If the labor force grows at its typical post-recessionary rate of 0.44 percent over the next six months, that means that the economy will need to avoid losing 375,000 more jobs between now and January for unemployment to stay below 10 percent. While there will almost certainly be some additional job losses this month and probably in September, I’d take about even odds on the economy gaining or losing jobs in October and November, and expect it to probably be creating jobs in December and January. In other words, I think it will win the race against the growth of the labor force. The most likely scenario is that the unemployment rate will flirt with 10.0 percent but not quite reach it.

I think this is entirely plausible. My only word of caution is that the analysis is based somewhat precariously on the pattern of postwar U.S. recessions. If this recession ends up behaving like those, then there's good reason to think Silver is right. But there's reason to think this recession is different since, unlike them, it was the result of a deep financial crisis. The key feature of that kind of recession is that households and companies tend to be saddled with large piles of debt, which can dramatically slow the rate at which consumption and hiring rebound.

The most authoritative recent analysis of this phenomenon comes from economists Carmen Reinhart and Kenneth Rogoff.
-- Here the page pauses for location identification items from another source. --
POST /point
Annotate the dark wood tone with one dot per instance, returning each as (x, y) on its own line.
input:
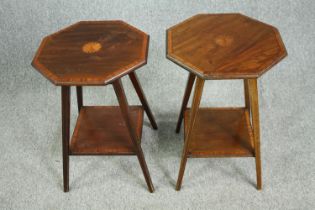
(225, 46)
(91, 53)
(101, 130)
(79, 97)
(246, 95)
(188, 135)
(136, 84)
(190, 83)
(220, 132)
(65, 105)
(253, 94)
(123, 103)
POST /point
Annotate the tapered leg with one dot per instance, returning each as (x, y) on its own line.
(190, 83)
(194, 111)
(135, 82)
(246, 95)
(253, 93)
(79, 97)
(123, 103)
(65, 104)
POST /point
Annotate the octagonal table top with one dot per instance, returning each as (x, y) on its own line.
(91, 53)
(224, 46)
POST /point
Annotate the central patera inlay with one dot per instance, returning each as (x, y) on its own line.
(91, 47)
(224, 40)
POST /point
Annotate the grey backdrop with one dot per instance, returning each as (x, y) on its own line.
(30, 118)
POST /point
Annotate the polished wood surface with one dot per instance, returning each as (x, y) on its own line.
(79, 97)
(188, 134)
(101, 130)
(220, 132)
(254, 107)
(136, 84)
(124, 107)
(189, 85)
(91, 53)
(224, 46)
(65, 112)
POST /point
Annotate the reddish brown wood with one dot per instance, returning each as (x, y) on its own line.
(253, 94)
(188, 135)
(101, 130)
(190, 83)
(221, 132)
(123, 103)
(79, 97)
(65, 105)
(91, 53)
(225, 46)
(144, 102)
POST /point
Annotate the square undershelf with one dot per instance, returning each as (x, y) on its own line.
(101, 130)
(220, 132)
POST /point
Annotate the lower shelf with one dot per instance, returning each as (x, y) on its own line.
(220, 132)
(101, 130)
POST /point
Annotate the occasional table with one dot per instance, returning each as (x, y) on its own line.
(216, 47)
(98, 53)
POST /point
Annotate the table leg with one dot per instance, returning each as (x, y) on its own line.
(65, 104)
(246, 95)
(190, 83)
(135, 82)
(79, 97)
(194, 111)
(123, 103)
(253, 94)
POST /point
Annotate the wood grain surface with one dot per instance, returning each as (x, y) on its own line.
(224, 46)
(91, 53)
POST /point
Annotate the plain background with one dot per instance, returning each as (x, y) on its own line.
(30, 115)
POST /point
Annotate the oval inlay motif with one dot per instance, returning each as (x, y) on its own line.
(91, 47)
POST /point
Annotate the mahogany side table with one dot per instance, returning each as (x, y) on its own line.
(98, 53)
(222, 46)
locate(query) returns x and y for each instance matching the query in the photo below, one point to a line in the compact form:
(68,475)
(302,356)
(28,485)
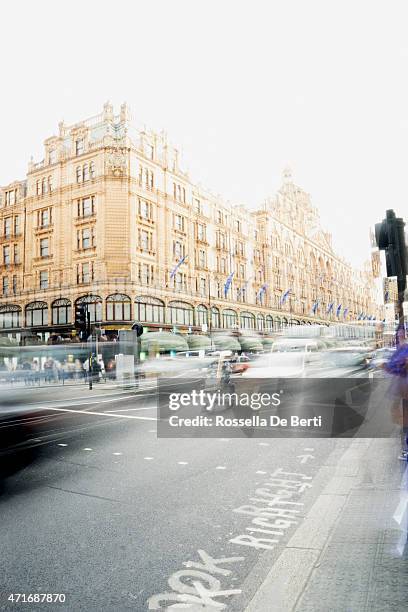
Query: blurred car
(380,357)
(276,365)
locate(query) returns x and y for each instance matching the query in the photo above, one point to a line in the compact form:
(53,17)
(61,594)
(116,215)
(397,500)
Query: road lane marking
(130,409)
(107,414)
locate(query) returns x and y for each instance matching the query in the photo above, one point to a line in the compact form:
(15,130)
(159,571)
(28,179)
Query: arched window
(94,304)
(61,311)
(181,313)
(269,323)
(10,316)
(202,318)
(215,318)
(229,319)
(118,307)
(247,320)
(260,322)
(36,314)
(149,309)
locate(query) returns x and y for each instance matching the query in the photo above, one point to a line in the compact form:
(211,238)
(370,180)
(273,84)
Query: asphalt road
(114,518)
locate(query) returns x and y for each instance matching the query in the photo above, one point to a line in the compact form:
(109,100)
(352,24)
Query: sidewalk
(347,556)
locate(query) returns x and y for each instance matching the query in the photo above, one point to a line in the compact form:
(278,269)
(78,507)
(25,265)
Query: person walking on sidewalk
(397,366)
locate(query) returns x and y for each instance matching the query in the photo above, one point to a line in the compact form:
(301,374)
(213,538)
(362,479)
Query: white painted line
(131,409)
(107,414)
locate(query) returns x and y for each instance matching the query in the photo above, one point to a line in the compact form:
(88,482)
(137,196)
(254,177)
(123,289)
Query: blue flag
(176,267)
(228,284)
(285,296)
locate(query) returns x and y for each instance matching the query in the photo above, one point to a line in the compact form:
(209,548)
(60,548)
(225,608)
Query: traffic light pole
(88,326)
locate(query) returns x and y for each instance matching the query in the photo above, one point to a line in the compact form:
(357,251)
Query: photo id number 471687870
(36,597)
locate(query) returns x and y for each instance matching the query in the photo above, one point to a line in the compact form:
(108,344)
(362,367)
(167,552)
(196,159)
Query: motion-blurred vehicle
(276,365)
(380,357)
(308,347)
(20,426)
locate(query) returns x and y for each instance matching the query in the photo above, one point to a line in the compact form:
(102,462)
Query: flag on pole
(176,267)
(228,284)
(285,296)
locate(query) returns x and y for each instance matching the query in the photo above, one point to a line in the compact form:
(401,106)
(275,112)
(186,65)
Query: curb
(286,580)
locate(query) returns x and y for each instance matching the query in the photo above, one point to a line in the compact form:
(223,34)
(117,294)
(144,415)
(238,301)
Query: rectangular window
(86,238)
(43,280)
(179,223)
(11,197)
(86,206)
(201,232)
(44,247)
(6,255)
(202,259)
(7,227)
(79,146)
(45,218)
(144,240)
(144,209)
(85,273)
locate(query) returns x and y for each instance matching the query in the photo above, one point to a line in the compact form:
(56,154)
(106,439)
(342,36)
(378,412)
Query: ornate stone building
(109,218)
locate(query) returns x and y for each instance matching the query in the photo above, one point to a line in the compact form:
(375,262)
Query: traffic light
(390,237)
(81,323)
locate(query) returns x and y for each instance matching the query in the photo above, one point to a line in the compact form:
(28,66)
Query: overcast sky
(244,88)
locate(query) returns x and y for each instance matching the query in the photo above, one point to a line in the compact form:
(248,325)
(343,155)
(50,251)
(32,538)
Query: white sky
(243,88)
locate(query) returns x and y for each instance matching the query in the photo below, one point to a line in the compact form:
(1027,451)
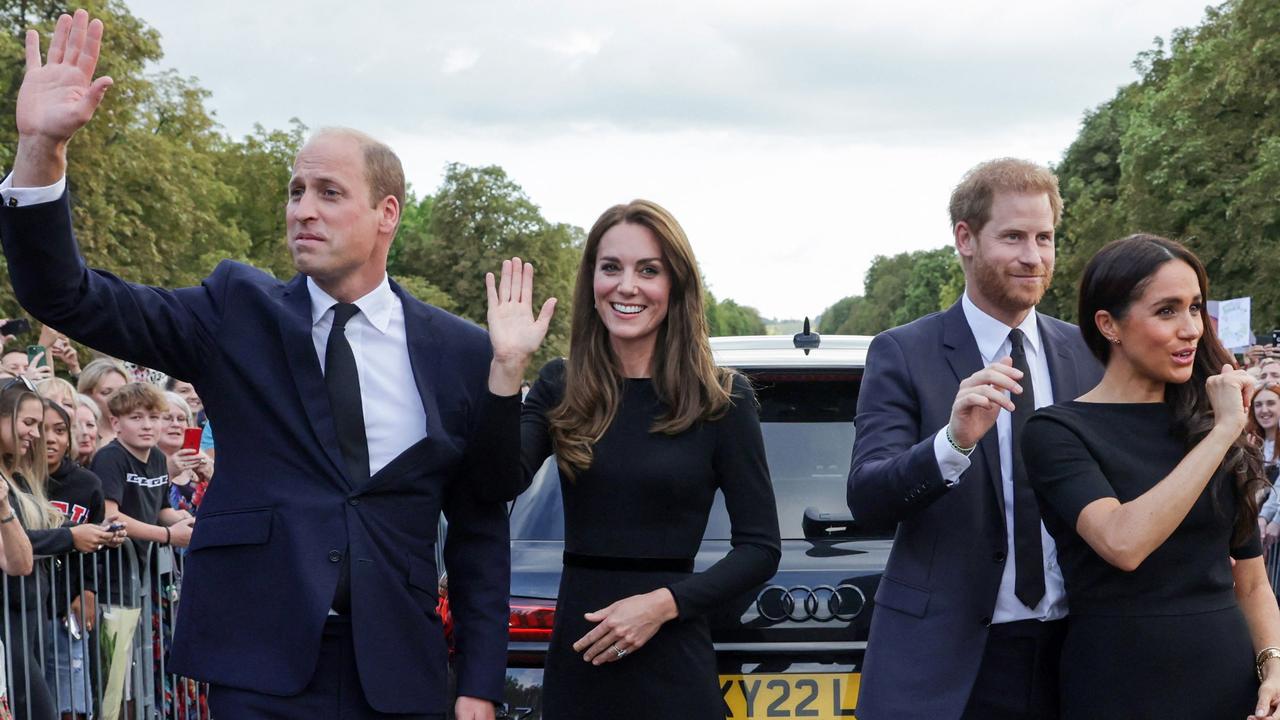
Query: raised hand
(56,98)
(513,329)
(60,95)
(1229,393)
(979,400)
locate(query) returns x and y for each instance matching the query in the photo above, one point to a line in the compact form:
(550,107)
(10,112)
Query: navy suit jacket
(938,591)
(283,510)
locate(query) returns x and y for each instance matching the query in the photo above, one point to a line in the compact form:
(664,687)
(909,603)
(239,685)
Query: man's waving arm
(164,329)
(900,466)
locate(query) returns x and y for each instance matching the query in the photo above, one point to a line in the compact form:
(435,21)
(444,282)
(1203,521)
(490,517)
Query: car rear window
(808,425)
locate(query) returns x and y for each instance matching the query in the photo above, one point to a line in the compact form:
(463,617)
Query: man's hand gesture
(58,96)
(982,396)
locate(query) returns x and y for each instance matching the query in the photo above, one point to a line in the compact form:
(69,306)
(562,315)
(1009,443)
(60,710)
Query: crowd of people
(1079,510)
(91,456)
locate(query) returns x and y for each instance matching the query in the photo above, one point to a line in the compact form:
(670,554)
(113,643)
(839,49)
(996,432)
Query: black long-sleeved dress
(647,497)
(1166,639)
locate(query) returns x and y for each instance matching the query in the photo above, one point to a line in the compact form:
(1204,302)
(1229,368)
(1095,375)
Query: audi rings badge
(821,604)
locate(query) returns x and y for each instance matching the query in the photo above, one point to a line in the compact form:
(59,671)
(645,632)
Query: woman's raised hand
(513,329)
(59,96)
(1229,393)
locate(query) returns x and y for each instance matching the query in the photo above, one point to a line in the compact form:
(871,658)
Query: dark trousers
(1018,678)
(334,691)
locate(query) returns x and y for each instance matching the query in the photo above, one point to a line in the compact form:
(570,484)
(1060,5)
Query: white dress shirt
(993,343)
(394,418)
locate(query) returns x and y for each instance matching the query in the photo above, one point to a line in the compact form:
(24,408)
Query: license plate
(818,696)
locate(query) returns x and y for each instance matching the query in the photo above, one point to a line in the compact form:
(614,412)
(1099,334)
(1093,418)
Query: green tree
(1192,151)
(257,168)
(897,288)
(478,218)
(147,196)
(728,318)
(832,318)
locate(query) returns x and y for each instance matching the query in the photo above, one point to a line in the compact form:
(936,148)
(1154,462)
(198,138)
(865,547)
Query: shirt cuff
(951,461)
(22,196)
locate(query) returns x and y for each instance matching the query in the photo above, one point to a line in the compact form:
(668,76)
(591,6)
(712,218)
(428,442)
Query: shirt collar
(375,305)
(992,335)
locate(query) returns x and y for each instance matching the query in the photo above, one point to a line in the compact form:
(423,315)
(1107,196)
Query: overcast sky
(794,140)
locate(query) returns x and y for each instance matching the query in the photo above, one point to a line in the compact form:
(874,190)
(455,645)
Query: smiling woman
(645,429)
(1150,486)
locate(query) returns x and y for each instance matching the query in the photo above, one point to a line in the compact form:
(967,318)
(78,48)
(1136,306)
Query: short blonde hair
(58,390)
(970,200)
(96,370)
(136,396)
(176,401)
(383,169)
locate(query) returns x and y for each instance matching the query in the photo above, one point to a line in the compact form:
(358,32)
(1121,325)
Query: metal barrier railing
(86,636)
(1271,556)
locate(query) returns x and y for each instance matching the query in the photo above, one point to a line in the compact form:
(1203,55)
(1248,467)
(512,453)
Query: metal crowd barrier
(1272,559)
(114,670)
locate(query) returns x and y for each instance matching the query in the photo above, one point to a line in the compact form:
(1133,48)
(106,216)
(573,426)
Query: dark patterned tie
(343,384)
(1028,551)
(342,381)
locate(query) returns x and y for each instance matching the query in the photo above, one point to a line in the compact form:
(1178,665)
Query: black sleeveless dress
(647,497)
(1168,639)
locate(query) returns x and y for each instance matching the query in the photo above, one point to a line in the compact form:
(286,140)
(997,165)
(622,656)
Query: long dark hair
(685,377)
(1112,281)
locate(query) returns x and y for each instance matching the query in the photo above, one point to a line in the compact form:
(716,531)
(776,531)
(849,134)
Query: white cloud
(794,140)
(460,59)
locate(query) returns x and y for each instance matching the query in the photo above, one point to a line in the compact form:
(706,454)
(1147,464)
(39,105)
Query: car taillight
(442,609)
(531,620)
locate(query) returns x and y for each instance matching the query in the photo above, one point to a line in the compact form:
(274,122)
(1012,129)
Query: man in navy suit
(969,613)
(350,415)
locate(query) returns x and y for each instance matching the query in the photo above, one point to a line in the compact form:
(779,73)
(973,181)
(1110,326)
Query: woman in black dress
(645,429)
(1150,486)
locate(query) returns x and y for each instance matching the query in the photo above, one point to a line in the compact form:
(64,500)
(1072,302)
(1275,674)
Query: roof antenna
(807,340)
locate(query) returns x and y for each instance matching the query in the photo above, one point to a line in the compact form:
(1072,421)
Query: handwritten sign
(1233,323)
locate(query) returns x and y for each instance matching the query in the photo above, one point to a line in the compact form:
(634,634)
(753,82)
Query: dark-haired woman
(645,429)
(1150,486)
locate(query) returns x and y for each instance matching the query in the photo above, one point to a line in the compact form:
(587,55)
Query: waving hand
(513,329)
(56,96)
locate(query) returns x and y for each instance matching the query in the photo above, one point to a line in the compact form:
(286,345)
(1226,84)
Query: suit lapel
(424,359)
(963,355)
(1063,372)
(424,355)
(300,350)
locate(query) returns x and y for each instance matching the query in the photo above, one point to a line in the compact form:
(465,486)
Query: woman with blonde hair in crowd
(86,422)
(190,470)
(59,391)
(1264,422)
(645,429)
(23,465)
(97,381)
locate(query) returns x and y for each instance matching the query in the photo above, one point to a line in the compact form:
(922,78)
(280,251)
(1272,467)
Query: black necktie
(1028,552)
(342,381)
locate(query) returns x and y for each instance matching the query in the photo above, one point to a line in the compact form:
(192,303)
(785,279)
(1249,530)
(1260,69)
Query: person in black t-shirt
(133,470)
(77,493)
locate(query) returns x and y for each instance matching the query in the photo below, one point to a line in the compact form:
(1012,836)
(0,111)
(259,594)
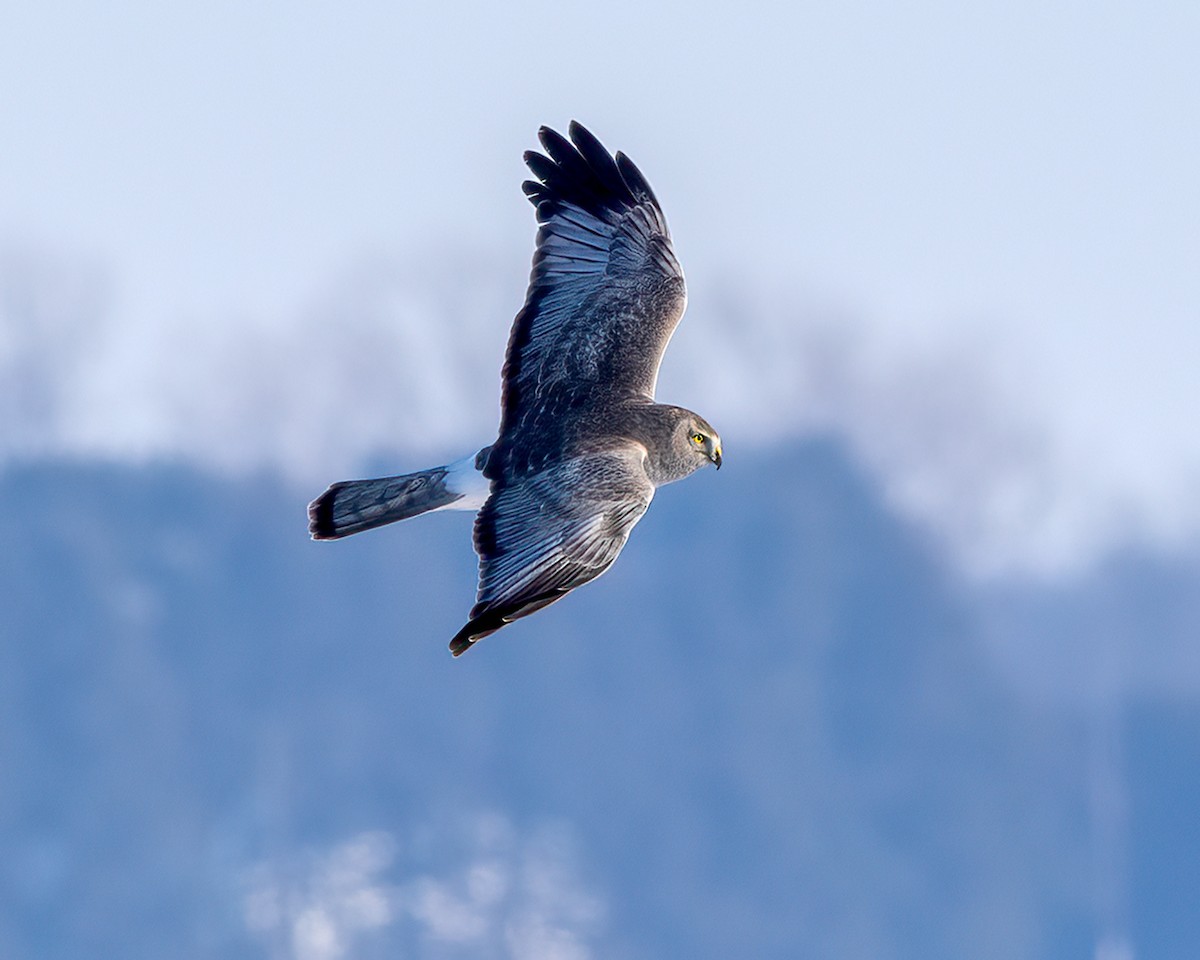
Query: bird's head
(702,439)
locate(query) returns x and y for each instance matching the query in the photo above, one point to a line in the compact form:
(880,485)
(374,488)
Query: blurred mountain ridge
(777,721)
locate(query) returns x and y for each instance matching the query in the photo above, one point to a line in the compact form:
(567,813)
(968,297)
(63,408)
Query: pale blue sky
(1017,180)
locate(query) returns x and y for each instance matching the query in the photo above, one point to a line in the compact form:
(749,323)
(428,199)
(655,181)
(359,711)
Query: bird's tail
(357,505)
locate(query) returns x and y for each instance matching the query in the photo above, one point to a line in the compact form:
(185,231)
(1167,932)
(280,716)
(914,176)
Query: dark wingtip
(321,515)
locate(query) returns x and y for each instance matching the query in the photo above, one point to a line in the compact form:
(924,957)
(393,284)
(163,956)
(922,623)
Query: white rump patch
(463,478)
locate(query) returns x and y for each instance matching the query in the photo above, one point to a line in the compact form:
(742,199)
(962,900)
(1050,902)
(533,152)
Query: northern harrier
(582,444)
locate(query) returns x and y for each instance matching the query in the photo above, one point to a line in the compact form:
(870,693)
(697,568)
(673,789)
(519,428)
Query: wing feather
(550,532)
(605,294)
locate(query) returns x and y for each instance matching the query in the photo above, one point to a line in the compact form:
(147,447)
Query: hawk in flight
(582,444)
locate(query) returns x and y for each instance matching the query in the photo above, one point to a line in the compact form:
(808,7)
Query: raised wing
(605,294)
(547,533)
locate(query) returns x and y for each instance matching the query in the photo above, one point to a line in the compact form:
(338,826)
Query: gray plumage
(582,444)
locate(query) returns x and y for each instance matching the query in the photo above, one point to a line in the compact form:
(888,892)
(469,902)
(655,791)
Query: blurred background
(916,676)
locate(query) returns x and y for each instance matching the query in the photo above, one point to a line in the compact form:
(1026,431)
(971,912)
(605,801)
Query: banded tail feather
(354,505)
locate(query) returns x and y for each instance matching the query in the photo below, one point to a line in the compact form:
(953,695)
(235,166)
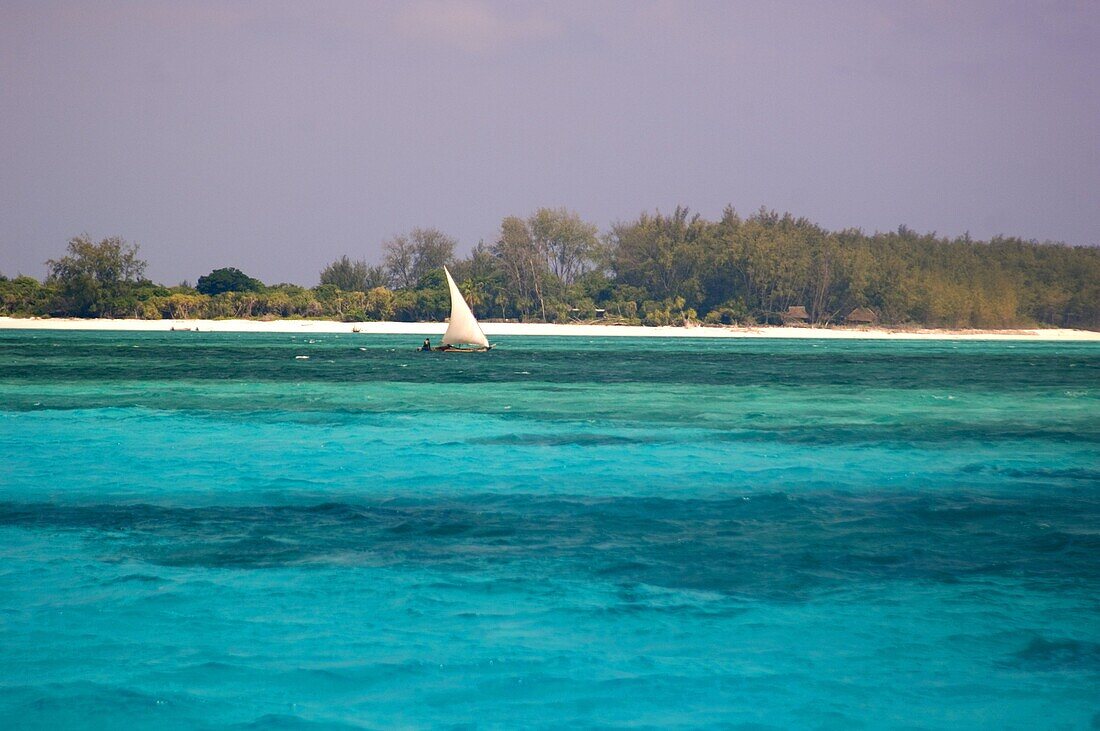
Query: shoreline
(532,329)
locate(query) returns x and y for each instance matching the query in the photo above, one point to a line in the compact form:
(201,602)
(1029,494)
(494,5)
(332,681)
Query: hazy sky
(275,136)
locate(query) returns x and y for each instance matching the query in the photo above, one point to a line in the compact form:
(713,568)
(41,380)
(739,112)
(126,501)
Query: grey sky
(275,136)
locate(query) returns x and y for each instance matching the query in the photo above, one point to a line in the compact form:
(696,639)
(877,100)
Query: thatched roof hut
(795,314)
(862,316)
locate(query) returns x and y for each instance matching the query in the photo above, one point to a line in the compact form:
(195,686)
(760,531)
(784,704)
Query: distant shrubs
(657,269)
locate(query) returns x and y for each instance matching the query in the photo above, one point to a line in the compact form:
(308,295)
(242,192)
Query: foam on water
(206,530)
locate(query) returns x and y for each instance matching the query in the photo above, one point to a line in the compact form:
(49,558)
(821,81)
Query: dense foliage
(656,269)
(227,279)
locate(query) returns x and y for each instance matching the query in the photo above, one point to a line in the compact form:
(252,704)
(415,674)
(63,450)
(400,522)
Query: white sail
(463,328)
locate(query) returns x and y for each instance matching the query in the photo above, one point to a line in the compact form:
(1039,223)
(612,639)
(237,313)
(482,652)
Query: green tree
(94,277)
(228,279)
(565,241)
(413,256)
(353,276)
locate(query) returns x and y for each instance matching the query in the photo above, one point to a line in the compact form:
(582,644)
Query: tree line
(659,268)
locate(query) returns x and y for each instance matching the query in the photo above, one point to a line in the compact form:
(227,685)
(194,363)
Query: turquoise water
(209,531)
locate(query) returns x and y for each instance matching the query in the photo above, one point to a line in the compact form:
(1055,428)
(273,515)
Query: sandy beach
(496,329)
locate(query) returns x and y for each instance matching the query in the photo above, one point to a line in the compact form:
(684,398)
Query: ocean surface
(245,531)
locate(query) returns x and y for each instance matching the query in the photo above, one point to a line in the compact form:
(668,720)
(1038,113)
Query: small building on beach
(795,316)
(861,316)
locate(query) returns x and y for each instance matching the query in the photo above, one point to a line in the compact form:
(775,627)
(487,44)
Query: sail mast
(463,328)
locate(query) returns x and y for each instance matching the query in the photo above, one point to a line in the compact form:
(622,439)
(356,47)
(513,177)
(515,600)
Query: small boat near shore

Reinhart and Rogoff restrict their sample to recessions that follow deep financial crises and find that, on average, the unemployment rate rises by a disheartening 7 percentage points. As of this month, we're up only about five from the low-point in March, 2007. Now, obviously, this analysis is somewhat crude, since it lumps together advanced and emerging-market economies (and, within those, economies that have vastly differently labor markets). But I'm not sure it's any more crude than extrapolating from previous postwar recessions. (Don't get me wrong--I'm not criticizing Silver here. This sort of modeling may be crude, but there isn't a great alternative, and it certainly beats other popular methods, such as "going with your gut.")

The big problem with invoking the Reinhart and Rogoff paper to justify my pessimism is that it's not clear what the mechanism would be for driving unemployment up further. If businesses were buried under a lot of debt, as often happens in these sorts of recessions, you could understand their being reluctant to hire. But going into this recession, the big debt problems were on the consumer side of the economy, not the corporate side.

If I had to guess, I'd say the reason we won't see enough hiring to keep unemployment below 10 percent is that companies are going to worry about the sustainability of the rebound precisely because of all that consumer debt. That is, it's not clear how the economy can grow (at least after an initial blip owing to the re-stocking of inventories) if consumers aren't spending in earnest. And that could take years to happen given the state of their finances. (I actually discuss this in a piece that should be up this week.)

Also, there's one other way Silver may be too optimistic: He implicitly argues that, if we get through the next six months without hitting 10 percent unemployment, we're probably in the clear. But even by the standards of our recent recessions, I don't think this is true. If you look at the last recession, for example, the economy was growing by the fourth quarter of 2001, and it grew at a pretty healthy clip throughout 2003. But the economy shed 300,000 jobs as late as July of 2003 (and nearly 500,000 jobs in November of 2002). Unemployment didn't hit its peak until June 2003, a good year-and-a-half after the recession had officially ended. All told, it rose another .8 points during the ostensible recovery. As I've said, it's not a great idea to extrapolate from previous U.S. recessions. But if you were doing an incredibly crude extrapolation based on 2001 (and Silver's extrapolations are much, much more sophisticated), you could easily imagine unemployment rising another point or so during the first year to year-and-a-half of the recovery. Which, unfortunately, brings us well over 10 percent heading into next year's midterm elections.